Hungary: Central Bank extends rate cut cycle and signals potential for further cuts
June 24, 2014
At its 24 June monetary policy meeting, the Central Bank decided to cut the base rate by 10 basis points from 2.40% to 2.30%, marking the lowest level on record. The decision met market expectations. This is the twenty-third consecutive meeting in which the Bank has decided to cut the base rate in order to boost the economy.
In the June 2014 inflation report, the Central Bank stated that the reductions in the base rate that have been implemented since August 2012 were justified by low inflation, small inflationary pressures and continuing spare capacity in the economy.
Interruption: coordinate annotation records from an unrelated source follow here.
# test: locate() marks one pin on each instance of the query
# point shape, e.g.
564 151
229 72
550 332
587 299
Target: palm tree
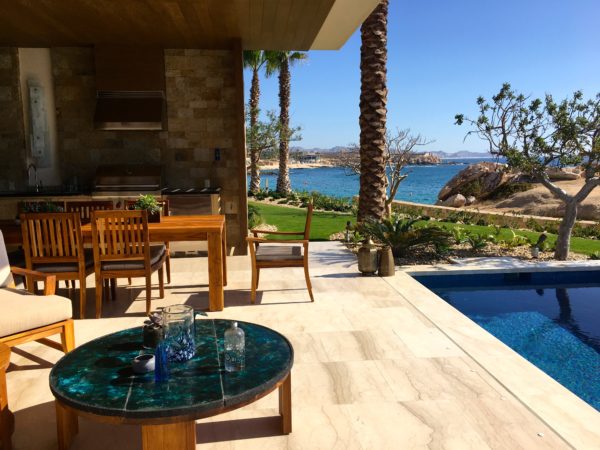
280 62
254 60
373 114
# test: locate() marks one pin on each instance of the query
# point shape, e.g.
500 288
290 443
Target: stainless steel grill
127 180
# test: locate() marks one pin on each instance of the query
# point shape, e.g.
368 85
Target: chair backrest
52 238
164 205
120 235
42 206
5 275
308 221
85 208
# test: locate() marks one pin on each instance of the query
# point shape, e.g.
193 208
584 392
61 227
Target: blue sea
421 186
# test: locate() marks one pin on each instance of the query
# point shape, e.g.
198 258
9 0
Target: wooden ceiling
261 24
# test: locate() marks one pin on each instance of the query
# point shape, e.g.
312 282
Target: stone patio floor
379 363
Furthermore, according to the Bank, the interest rate cuts have helped to achieve the medium-term inflation target and support economic growth.
Regarding future developments, the Bank affirmed that there still is a degree of spare capacity in the economy, but that it expects the negative output gap to decline progressively. However, the Bank pointed out that inflationary pressures are expected to remain moderate and left the option open to cut the interest rate further, stating that, “achieving price stability in the medium term points in the direction of monetary easing and the macroeconomic outlook points in the direction of persistently loose monetary conditions.” Moreover, the Bank said that, taking into account the inflation outlook and economic risks and developments, “further cautious easing of monetary policy may follow.”
Regarding a potential extension of the rate cut cycle, Dan Bucsa, economist at UniCredit, stated:
“The central bank could cut the base rate below 2% after it changed its average inflation forecast for 2014 to 0.0%yoy from 0.7%yoy in the March inflation report. Even so, large base effects will push inflation higher towards the end of the year, reducing the scope for lowering the base rate.”